Franklin High School is a public high school in Reisterstown, Baltimore County, Maryland, United States. Part of the Baltimore County Public Schools system, it is located near the intersection of Franklin Boulevard and Reisterstown Road.

==Background==

Franklin High was established as Franklin Academy, a private school, by an act of the Maryland General Assembly that appointed its trustees on January 10, 1820; the school began operations in 1821. The school went public in 1848, but was not completely under public control until 1874. Its name was then temporarily changed to the "Reisterstown High School".

By 1896, the name of the school was changed back to reflect its earlier heritage, that of "Franklin High School". It is to be considered the oldest high school in the now Baltimore County Public Schools system, and one of the oldest in the Baltimore metropolitan area and the State.

Before this time, in most of the county, prospective students who passed the level of grammar (or elementary) school were able to travel into the central City of Baltimore if they wanted to continue on into public high schools.
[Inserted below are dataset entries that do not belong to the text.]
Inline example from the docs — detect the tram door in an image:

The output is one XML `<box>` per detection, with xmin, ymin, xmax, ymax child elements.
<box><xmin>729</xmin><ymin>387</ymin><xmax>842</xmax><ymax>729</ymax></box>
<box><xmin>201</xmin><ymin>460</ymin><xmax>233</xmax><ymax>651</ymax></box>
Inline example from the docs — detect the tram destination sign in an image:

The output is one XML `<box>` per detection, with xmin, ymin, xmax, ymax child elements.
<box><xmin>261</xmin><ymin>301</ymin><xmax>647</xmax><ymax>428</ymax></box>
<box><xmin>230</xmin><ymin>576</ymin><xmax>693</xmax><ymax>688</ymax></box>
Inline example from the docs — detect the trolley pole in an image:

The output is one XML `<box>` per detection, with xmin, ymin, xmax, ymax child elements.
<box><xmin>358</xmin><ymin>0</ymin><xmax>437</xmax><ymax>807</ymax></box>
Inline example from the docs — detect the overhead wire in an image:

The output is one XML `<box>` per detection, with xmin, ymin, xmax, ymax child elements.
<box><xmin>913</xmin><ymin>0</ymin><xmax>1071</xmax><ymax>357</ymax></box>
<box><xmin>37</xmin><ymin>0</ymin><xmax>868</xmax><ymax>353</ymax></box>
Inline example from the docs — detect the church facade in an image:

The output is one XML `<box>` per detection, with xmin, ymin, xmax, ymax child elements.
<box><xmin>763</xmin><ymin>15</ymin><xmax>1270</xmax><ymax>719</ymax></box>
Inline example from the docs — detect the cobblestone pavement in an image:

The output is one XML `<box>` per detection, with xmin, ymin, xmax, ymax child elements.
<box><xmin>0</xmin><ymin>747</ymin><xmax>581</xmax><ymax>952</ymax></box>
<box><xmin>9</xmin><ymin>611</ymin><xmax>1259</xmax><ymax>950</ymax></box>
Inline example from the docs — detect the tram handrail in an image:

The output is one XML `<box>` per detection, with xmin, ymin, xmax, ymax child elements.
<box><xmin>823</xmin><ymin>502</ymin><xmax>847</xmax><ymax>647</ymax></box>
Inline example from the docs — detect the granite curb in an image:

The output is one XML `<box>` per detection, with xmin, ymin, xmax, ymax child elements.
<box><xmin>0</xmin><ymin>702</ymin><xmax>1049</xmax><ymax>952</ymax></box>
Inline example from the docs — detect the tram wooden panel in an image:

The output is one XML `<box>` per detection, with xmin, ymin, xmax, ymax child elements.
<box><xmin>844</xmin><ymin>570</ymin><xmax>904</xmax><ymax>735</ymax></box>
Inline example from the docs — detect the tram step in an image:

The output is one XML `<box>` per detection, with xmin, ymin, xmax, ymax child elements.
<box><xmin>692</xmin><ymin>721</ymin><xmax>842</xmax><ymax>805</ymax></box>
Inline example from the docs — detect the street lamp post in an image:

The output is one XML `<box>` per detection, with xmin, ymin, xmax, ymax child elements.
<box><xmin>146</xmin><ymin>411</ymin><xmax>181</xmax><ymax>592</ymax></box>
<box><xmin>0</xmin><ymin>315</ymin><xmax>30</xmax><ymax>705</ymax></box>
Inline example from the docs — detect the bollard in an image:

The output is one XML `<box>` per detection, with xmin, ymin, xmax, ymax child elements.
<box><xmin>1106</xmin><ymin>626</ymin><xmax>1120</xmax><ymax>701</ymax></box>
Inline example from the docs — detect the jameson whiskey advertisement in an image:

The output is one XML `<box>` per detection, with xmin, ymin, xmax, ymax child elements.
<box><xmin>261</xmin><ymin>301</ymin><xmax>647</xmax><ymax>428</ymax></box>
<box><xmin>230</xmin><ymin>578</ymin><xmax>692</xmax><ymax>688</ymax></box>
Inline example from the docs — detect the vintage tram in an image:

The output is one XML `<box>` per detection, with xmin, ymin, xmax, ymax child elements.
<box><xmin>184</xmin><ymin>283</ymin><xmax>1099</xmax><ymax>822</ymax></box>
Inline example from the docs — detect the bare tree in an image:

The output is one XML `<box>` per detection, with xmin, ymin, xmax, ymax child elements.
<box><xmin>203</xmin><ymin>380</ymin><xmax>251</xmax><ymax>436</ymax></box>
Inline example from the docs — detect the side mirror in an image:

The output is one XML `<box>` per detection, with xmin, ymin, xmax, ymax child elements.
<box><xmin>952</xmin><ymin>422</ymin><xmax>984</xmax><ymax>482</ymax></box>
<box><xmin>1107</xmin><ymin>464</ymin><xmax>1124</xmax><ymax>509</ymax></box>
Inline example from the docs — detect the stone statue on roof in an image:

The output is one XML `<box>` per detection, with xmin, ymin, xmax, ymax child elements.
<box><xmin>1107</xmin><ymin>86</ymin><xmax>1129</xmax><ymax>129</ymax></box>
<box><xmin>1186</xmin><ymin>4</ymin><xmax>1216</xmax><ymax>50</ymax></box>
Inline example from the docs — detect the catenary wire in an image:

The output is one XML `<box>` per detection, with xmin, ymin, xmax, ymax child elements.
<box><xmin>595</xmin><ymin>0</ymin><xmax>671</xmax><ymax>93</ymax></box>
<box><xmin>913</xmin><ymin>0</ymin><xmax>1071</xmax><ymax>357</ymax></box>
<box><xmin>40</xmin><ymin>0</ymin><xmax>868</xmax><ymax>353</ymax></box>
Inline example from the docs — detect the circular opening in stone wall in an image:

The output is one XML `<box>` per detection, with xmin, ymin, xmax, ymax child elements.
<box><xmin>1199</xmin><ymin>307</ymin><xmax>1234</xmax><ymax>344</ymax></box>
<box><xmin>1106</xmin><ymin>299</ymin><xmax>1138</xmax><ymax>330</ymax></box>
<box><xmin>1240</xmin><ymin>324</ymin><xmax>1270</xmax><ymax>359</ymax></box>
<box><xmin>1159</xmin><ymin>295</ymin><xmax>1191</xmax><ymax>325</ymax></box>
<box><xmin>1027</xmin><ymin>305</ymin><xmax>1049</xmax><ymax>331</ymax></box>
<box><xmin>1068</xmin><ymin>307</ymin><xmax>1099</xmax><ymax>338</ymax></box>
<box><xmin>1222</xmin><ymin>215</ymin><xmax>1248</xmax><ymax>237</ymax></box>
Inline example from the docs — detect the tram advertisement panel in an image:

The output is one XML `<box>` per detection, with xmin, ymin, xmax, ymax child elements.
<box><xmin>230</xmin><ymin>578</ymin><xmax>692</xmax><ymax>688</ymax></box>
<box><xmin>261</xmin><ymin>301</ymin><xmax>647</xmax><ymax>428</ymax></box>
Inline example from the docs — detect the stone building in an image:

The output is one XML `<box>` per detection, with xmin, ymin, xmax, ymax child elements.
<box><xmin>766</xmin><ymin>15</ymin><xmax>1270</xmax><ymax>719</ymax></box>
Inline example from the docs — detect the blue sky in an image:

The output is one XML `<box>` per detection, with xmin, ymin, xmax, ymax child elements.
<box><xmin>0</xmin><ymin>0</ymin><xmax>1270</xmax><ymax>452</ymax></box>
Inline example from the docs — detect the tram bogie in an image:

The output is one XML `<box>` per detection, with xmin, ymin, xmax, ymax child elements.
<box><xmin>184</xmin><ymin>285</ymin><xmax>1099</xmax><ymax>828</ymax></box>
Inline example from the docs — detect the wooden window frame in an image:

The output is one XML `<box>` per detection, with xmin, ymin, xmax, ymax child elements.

The original Franklin Academy private school building was built on Cockeys Mill Road, where the Reisterstown branch of the Baltimore County Public Library is now located. In 1905, a new building was built for the public high school, leaving the old academy building to be used for the elementary school, the now developing system of the Baltimore County Public Schools. An additional building was built in 1914, and another in 1930 to house the growing student population. Of these three buildings, only the 1914/1930 brick structure still stands on Main Street in Reisterstown, currently housing Franklin Middle School. Franklin High School was moved to a more modern building in 1960 about a mile down the road, where it remains to this day. Since 1960, two additions have been built, the most recent in 2000 to deal with the increasing severe overcrowding.

==Academics==
Franklin High school received a 51.6 out of a possible 90 points (57%) on the 2018-2019 Maryland State Department of Education Report Card and received a 3 out of 5 star rating, ranking in the 42nd percentile among all Maryland schools.

==Students==
The 2023–2024 enrollment at Franklin High School was 1,493 students. The racial makeup of the school is 43.7% Black, 23.5% Hispanic, 20.8% White, 6.8% Asian, 0.5% other, and 4.8% two or more races.

==Athletics==
Franklin High School has won the following State Championships:

===State championships===
Football
- Class 3A 2013, 2014, 2018
Boys Basketball
- Class B 1948
Girls Indoor Track
- 3A 2015, 2017, 2018
Wrestling
- 2A-1A 1999
Baseball
- Class A 1985
Softball
- Eugene Robertson Sportsmanship Award 2008

==Notable alumni==
- Tre Avery – college and professional football cornerback.
- Moose Haas – former professional baseball player who pitched in the Major Leagues from 1976 to 1987.
- Amit Mehta – U.S. federal judge.
- Thomas Rowe Price Jr. – founder of the company T. Rowe Price.
- Nancy R. Stocksdale – member of the Maryland House of Delegates.
- Ovington Weller (1862–1947) – member of the U.S. Senate.
- Jean Worthley – naturalist and former host of Hodgepodge Lodge and On Nature's Trail.